From a purely statistical standpoint, large n is good. From looking at true correlations of intractably complicated systems — that is, what studies are actually trying to accomplish — then the sample size is just one factor among many.
Read this, for example: http://www.blog.sethroberts.net/2008/08/22/citizen-science-whats-your-sushi/
If a study randomly picked 4 sushi restaurants in NYC and showed that all 4 contained cyanide poisoning, then would you be willing to risk going out for sushi in NYC? Or would you stick to what statistics 101 taught and cast it off as a statistical fluke?
In neuroscience, one of the most fascinating studies has been from an n=1 case: http://en.wikipedia.org/wiki/HM_(patient) — the only person in history to live without a hippocampus. We’ve learned a great deal from studying him, and no one is complaining about it being a “n=1″ study.
Additionally, the p values from the ketosis study above were <0.01. So they weren’t statistical flukes. The confidence intervals overlap, but that doesn’t affect the statistical significance.
Thank you very much for your answer.
Much of my confusion was indeed self-made.
To your example:
“would you be willing to risk going out for sushi in NYC?”
No, I wouldn’t eat it. After all, from what’s stuck from statistics in my head, with a probability of 95% about half or more of NYC’s sushi joints are poisoned.
It’s just that with an n this small you can’t say if half of NYC’s sushi is poisoned, all of it, or anything in between…

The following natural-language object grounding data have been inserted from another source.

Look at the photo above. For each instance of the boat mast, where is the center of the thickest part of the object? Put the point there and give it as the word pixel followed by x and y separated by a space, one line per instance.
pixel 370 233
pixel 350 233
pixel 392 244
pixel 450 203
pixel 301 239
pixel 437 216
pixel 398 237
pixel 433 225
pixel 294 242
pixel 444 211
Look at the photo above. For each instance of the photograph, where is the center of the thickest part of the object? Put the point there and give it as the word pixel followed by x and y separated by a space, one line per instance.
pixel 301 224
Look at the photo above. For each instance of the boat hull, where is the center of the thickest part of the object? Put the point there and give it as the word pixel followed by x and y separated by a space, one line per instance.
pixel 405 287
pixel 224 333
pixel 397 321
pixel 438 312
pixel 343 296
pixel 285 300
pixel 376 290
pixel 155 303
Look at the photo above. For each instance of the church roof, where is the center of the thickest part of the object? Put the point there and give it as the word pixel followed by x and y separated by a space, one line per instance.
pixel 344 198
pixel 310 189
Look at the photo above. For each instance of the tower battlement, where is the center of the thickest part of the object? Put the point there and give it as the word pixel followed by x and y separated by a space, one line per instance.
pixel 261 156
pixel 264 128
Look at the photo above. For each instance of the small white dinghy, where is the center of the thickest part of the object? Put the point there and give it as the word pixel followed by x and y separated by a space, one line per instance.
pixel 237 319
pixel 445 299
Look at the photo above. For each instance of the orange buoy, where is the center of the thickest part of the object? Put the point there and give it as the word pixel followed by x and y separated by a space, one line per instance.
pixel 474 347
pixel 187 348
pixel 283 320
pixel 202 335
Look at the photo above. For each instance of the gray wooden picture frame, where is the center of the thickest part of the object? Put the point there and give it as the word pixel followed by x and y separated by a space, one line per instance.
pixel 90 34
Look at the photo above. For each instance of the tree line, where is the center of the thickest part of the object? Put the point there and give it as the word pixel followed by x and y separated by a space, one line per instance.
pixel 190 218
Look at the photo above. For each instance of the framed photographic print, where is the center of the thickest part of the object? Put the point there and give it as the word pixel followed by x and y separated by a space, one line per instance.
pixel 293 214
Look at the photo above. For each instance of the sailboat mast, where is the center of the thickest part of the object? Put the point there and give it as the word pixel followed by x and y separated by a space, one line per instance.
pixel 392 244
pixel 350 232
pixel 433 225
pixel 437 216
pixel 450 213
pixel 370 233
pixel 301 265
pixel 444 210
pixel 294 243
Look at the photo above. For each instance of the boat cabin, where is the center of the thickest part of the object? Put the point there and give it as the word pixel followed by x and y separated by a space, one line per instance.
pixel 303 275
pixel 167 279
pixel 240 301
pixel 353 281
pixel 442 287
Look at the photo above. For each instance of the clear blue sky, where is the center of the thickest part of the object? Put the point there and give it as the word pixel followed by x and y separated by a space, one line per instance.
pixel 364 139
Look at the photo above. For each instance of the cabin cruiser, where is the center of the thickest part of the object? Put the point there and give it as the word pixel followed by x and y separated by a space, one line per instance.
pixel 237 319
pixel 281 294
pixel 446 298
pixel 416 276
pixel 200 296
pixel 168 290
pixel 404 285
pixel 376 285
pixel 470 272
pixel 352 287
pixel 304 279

It’s for saying: “The data indicates that about 75% of NYC’s sushi is poisoned”, that statistics teachers whack you.
“The confidence intervals overlap…”
That was my mistake: For some reason in my mind I took the confidence interval for the variance.
“Additionally, the p values from the ketosis study above were <0.01."
Not really. One of their p values is <0.01, but only in the case when they suddenly reduced their n to 11 for some reason…
Anyway, their p values are between 0.006 (really doesn't sound like a value they set before the experiment though…) and 0.05, which still is totally legit.
Thank you for clearing up the main things, for anything else I would most love a look at the data. But that desire is not so strong that I would pay for it, so I'll let it be.
My understanding of ketosis (and experience with ketogenic diets) is that it doesn’t occur as soon as carbs are removed from the diet. Did they test these folks to see if they were in ketosis? Or were they actually burning thru their glycogen during the study period?
If the latter, your conclusion that it may be the insulin roller coaster more than the ketones is likely the bigger factor.
How do we know if the high carb diet just needed less sleep BECAUSE of their diet?
Beth,
I decided to upload the pdf of the article to rapidshare: http://rapidshare.com/files/369399255/ketosis-sleep.pdf.html
They took measurements to confirm that the 2nd group was in ketosis.